Convention center
in pitch mode
Opening celebrations
By Russ Lynch
are aimed at wooing groups
that could exhibit here
Star-BulletinThe Hawaii Convention Center has been blessed and its cornerstone laid -- complete with a time capsule of artifacts related to its creation.
Now comes an intense few days of opening celebrations, aimed mostly at pitching the center hard to decision makers from across the nation who will influence the choice of locations for hundreds of conventions.
Then it will be down to business, seeing to the smooth operation of 25 meetings planned for the rest of this year and a total of 60 definite bookings after that, and working to confirm another 86 tentative bookings.
Yesterday's formal blessing was a tribute to those who for more than a decade pushed to get a convention center built, the legislators and government executives who backed it, and the team that planned and finished it.
Gov. Ben Cayetano placed a copy of his 1998 State of the State address into the steel-box time capsule. Senate President Norman Mizuguchi put in a Senate gavel. Alton Kuioka, chairman of the state's Convention Center Authority, included two framed pages from the Aug. 4, 1997, Star-Bulletin, which included a page-one feature on how the center was built.

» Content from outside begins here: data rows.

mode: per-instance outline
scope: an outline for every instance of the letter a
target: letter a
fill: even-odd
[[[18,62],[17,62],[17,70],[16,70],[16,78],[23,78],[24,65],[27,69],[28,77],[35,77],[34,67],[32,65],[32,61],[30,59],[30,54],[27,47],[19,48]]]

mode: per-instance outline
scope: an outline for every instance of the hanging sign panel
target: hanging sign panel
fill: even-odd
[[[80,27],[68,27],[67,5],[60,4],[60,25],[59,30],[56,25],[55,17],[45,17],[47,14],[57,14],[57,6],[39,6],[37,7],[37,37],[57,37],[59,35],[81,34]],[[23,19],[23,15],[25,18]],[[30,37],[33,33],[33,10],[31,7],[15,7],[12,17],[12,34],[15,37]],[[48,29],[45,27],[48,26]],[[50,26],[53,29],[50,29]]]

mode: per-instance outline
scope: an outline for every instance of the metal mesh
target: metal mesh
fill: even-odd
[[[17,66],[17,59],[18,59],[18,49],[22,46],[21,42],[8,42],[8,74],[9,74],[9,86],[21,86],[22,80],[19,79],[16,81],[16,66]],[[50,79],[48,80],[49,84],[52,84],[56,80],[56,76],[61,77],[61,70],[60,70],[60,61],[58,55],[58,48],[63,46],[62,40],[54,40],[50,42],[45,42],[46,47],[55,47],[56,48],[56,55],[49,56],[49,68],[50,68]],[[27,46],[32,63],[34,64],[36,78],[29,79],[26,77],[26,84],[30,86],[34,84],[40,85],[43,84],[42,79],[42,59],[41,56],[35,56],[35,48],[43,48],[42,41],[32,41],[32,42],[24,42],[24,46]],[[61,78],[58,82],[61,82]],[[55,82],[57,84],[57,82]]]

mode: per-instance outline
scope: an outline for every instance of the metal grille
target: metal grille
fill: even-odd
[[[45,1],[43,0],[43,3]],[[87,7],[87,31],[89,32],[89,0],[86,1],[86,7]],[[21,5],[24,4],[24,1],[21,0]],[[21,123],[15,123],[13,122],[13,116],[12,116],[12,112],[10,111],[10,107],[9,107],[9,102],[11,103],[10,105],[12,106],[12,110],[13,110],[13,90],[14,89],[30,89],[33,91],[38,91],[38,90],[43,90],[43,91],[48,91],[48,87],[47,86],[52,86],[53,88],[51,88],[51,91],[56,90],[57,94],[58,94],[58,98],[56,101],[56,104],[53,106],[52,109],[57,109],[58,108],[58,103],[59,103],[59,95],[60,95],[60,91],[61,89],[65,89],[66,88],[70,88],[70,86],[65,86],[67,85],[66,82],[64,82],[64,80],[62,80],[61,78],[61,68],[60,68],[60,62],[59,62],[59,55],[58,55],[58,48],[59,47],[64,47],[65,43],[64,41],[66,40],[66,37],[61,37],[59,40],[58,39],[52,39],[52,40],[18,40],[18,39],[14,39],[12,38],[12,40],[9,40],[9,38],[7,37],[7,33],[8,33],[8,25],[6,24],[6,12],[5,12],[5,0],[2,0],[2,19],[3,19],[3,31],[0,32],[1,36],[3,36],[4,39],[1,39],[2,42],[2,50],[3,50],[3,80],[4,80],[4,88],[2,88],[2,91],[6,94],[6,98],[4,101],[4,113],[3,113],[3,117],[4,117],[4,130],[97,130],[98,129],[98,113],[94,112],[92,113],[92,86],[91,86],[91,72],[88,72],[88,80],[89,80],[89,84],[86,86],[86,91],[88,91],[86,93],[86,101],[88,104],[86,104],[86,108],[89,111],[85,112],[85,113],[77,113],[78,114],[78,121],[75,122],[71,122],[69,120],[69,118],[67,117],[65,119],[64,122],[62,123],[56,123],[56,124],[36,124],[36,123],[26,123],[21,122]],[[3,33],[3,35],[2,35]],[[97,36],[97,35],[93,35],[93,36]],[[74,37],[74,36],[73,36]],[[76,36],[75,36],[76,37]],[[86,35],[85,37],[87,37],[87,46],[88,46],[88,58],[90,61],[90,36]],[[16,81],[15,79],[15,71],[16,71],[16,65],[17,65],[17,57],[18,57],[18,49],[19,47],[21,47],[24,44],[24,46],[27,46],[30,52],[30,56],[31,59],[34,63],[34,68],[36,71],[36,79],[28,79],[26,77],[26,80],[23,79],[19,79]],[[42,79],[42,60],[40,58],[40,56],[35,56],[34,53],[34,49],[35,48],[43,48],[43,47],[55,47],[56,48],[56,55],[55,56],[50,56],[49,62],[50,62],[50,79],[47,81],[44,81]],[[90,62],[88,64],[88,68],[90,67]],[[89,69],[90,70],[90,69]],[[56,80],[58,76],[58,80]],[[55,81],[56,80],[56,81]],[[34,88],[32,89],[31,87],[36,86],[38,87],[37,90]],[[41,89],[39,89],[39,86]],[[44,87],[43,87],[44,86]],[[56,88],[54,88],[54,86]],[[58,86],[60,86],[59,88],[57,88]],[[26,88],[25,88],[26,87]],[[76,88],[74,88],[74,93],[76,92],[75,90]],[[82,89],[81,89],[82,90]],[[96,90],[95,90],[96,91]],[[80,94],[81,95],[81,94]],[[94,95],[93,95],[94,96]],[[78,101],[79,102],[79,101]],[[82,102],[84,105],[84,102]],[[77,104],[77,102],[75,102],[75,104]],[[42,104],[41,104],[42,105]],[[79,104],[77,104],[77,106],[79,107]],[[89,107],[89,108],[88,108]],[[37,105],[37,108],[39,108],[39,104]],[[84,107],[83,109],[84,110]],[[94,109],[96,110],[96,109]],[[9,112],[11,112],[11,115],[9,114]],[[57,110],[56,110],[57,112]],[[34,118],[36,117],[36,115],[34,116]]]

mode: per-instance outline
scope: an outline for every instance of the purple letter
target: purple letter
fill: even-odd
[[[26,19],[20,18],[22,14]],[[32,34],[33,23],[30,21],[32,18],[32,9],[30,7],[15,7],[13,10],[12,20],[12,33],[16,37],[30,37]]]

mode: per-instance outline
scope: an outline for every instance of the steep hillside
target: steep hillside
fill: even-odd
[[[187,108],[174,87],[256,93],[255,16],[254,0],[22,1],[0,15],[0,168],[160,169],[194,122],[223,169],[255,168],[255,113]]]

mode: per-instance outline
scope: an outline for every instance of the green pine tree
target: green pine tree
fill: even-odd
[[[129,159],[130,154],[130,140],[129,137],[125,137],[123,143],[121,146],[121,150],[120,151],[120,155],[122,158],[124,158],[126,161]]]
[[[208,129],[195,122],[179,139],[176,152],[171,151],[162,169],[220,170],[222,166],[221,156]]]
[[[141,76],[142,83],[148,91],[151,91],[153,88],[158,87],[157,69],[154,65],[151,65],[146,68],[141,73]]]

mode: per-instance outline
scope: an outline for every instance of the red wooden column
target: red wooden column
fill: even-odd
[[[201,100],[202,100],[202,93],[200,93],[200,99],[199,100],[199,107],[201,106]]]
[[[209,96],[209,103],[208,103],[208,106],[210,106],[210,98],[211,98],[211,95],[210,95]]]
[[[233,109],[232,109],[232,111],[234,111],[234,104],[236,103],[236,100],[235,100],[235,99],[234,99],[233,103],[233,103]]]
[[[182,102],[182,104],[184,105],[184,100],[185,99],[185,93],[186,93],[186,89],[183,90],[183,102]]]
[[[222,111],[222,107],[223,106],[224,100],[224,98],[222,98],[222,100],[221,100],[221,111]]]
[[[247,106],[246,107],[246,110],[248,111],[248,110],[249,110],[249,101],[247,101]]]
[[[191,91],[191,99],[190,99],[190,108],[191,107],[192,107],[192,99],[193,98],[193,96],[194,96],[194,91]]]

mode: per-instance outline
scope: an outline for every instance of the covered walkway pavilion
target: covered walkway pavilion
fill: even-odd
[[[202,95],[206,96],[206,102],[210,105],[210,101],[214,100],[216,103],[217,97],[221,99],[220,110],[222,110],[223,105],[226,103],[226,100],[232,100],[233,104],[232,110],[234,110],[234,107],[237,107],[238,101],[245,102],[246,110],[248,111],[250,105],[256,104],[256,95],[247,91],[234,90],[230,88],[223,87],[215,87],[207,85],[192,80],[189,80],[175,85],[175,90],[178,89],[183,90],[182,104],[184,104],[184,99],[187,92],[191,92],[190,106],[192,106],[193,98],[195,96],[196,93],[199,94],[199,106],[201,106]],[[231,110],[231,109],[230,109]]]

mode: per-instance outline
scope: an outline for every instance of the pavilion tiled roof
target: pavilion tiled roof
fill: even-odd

Paul Oshiro, vice speaker of the House of Representatives, put in a copy of House Bill S7, the 1993 measure that formally approved the center's site on the former Aloha Motors site at Kapiolani Boulevard and Kalakaua Avenue.
Eugene Watanabe, vice president of the Honolulu architectural firm Wimberley, Allison, Tong & Goo which designed the center, put in a set of "final site instructions." Watanabe also represented the design-build team of Nordic/PCL Joint Venture, which did the $200 million construction job.
Cayetano and Kuioka locked the box and the governor helped seal it into a corner of the structure on the Atkinson Avenue side.
Now it's time to sell bookings and get the center running, said officials at yesterday's ceremony.
Radio station executive Jeff Coelho, who headed the opening celebration committee for the authority, said the $250,000 expenditure on the ceremonies is aimed mostly at marketing the center to more than 300 meeting planners from around the country.
But there also will be opportunities for the public to get to know the center. Public events include:
Dedication ceremony at 10:30 a.m. Thursday, Kamehameha Day. Gov. Ben Cayetano will preside and the Royal Hawaiian Band performs with third graders from Lunalilo Elementary School.
Ala Wai Pageant, 6:30 p.m to 8 p.m. Friday. People representing King Kamehameha and his royal court will sail up the Ala Wai to the center, led by dancers and chanters on outrigger canoes.
No public parking, but there will free trolley shuttles from the UH athletic facility parking structure.
Public open house, noon to 4:30 p.m. Saturday.
The public gets to walk through the center. No parking and the same trolley arrangement as for the pageant.
Events that aren't open to the public are the grand opening reception and dinner Thursday, a black-tie event free for the meeting planners and about 15 leading travel and trade publication writers, and $250 a head for others. There will be an invitation-only "mahalo breakfast" Friday, for those made the center possible.